6 years ago
If I’ve learned anything the past few years, it’s that circumstances and expectations do not have to define you. I moved out of my mom’s house a month before my 28th birthday, a fear of flying kept me from traveling for almost 10 years, my grades were underwhelming at best, and I played it safe by going to UCSB–a school 90 minutes from my hometown of Los Angeles.
It’s fair to say that no one expected me to pack up my things, move across the country, and start a new company.
It was always understood that I’d go to community college after high school since my grades were anything but impressive. Looking back, it’s clear how lost I was, but when I struggled, there wasn’t really anyone who sat me down to talk about my interests, what I wanted to do, or how to get there. I was told I wouldn’t amount to much–words I’ve had to work very hard to move on from. After floundering at community college for a few years, I was convinced that I’d never figure my life out. But I transferred to Cal State Northridge, finally turned my grades around, and transferred to UCSB with an 3.89 GPA. The good grades continued at UCSB, and things almost felt like they were turning around.
Then came graduation and real life. I was everything from a nanny, assistant at a PR firm, to an executive assistant in the entertainment industry and assistant at a graphic design firm. I was never the girl who knew what I wanted and couldn’t figure out where I belonged in both my personal life and my career. Living at home in your mid-late 20s is not something I’d recommend, and my rocky relationship with my mom didn’t make things any easier. Then there was the ex-boyfriend who I knew in my heart wasn’t a good guy but stayed with anyway because I was young, stupid, and had zero confidence. I can’t believe I put up with that idiot. If you’re dating someone you know isn’t for you, please walk away. Especially if they don’t treat you well.

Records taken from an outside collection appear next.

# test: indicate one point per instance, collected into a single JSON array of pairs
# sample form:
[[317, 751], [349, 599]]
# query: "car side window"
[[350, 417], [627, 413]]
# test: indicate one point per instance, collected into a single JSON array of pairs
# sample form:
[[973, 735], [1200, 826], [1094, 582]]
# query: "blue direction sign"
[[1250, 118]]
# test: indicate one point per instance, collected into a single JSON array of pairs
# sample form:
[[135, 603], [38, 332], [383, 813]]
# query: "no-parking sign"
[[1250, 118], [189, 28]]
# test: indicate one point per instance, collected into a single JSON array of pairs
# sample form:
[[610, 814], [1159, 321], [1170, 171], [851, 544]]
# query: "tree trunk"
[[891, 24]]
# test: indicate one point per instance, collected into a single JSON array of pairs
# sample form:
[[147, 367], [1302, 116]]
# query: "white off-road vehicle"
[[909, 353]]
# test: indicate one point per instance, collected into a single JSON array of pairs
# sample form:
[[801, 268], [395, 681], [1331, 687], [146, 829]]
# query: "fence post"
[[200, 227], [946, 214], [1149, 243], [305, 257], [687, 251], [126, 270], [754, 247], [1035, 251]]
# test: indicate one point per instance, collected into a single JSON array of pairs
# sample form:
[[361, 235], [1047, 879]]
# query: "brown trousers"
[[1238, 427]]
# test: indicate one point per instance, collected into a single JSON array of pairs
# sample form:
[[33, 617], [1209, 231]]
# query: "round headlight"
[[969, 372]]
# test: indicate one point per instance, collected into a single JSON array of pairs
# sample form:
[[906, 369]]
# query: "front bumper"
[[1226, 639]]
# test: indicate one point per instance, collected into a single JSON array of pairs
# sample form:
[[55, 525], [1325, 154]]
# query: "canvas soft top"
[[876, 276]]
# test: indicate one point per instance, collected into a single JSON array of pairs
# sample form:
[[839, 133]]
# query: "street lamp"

In 2007, I started blogging and shortly thereafter, redesigned my blog. A reader offered to pay me to help with her blog, then another, and before I knew it, I had a wait list–one that was steadily maintained for years. It was a mix of luck (the timing was perfect), marketing, and a crazy amount of time in front of the computer. I wasn’t excited about anything else and decided to give graphic design a try.
After reading blogs for two years, I felt inspired to visit a few blog-friends. This meant flying. So I got some xanax, almost passed out while boarding my first flight, and overcame my fear. These days, I walk on a plane like it’s nothing. I visited TN, TX, and IL, and hoped I’d feel inspired to move to a new city. I was sold on Nashville until a two day trip to Chicago. I’m not sure what it was, but something pulled me toward this city and in February 2009, I left Los Angeles for a sublet in the west loop.
As my month in Chicago came to a close, I wasn’t ready to leave and extended my temporary lease another two weeks. Then I went home to LA where I was miserable. I missed Chicago which meant I had to move which meant leaving everything I ever knew (except Buddy) behind. I’d be completely alone.
Here I am, six years post-move and happier than I’ve ever been. That’s not to say it’s been easy or that I’m always happy because that’s not the case at all. I’ve dealt with anxiety, loneliness, break-ups, loss, sickness, surgery etc. But things have, for the most part, been good. And at the end of the day, there have never been any second thoughts about the move, unless it’s 4 degrees outside. The cold weather will make you question everything.
My reason for sharing this is that I’ve had a few people tell me how inspired they are by my story, which is hard for me to process since no one ever really believed in me, including myself. I was not a happy person and turned my life upside down in an effort to find happiness. It’s easier to stay in a city you don’t love, get stuck in a bad relationship, and to hold on to people who don’t treat you well, but life is far too short to treat yourself that way.
Moving to a new city is the equivalent of hitting the reset button on your life. Your day-to-day becomes completely unrecognizable and it takes a while before this new life feels like it’s actually yours. But when it finally does, it’s the greatest feeling in the world.